02 Blue GlassBlue Glass
Pedram Khavarzamini; Siamak Aghaei; Efrén López
Independent (bit.ly/2dPS2uj)

The studio session which resulted in the Blue Glass album began life as an improvised collaboration between three modal music adepts. The santûr (Iranian hammered dulcimer) virtuoso Siamak Aghaei, and the Spanish fretless guitarist Efrén López were joined by the accomplished Canadian-Iranian tombak (Persian goblet drum) player Pedram Khavarzamini. Recorded in Heraklion, Greece in 2008, where the participants met while teaching at the Labyrinth Musical Workshop, the album has finally been released in Toronto on Khavarzamini’s label and is available on Amazon.com.
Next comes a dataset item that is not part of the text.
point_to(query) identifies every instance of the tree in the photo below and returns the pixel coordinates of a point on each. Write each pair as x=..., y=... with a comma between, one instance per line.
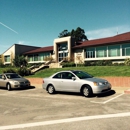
x=19, y=61
x=64, y=33
x=78, y=34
Two of the musicians may be known to Canadian world-music followers. Aghaei has worked with the Montreal-based ensemble Constantinople which was “conceived as a forum for creation, encounters and cross-fertilization” between the East and the West. Pedram Khavarzamini, who has been described as a “keeper of traditional Iranian tombak technique and repertoire” and also “an innovator who has pursued cross-cultural collaboration and musical experimentation,” served as the 2015/2016 world music artist-in-residence at the Faculty of Music, University of Toronto.

López, who on this album plays exclusively fretless guitar, is well recognized in Europe also as a hurdy-gurdy, rabab, kopuz and laouto player in medieval and traditional music groups. Building on his in-depth practical study of several global modal musical systems including makam, dastgâh and raga, he has enjoyed a career working with master musicians of Greece, Turkey, Afghanistan and India.

The first four titles for the duo of Aghaei’s eloquent santur and Khavarzamini’s incisive tombak playing offer extended moments of sonic stillness, marvellously coordinated improvization and flashes of Persian virtuosity. The album takes off on an altogether different and exciting transcultural vein however when López joins them on fretless guitar in the last two tracks, Abyss and Minaayee. His plucked string instrument’s mellow baritone melodies, elaborated with plenty of modally inflected fretless note bends resonate eloquently against the santur’s treble voice and the tombak’s soft and subtle agogic accents. It is music which can produce an overall timeless and geographically ambient effect on the globally open-eared listener.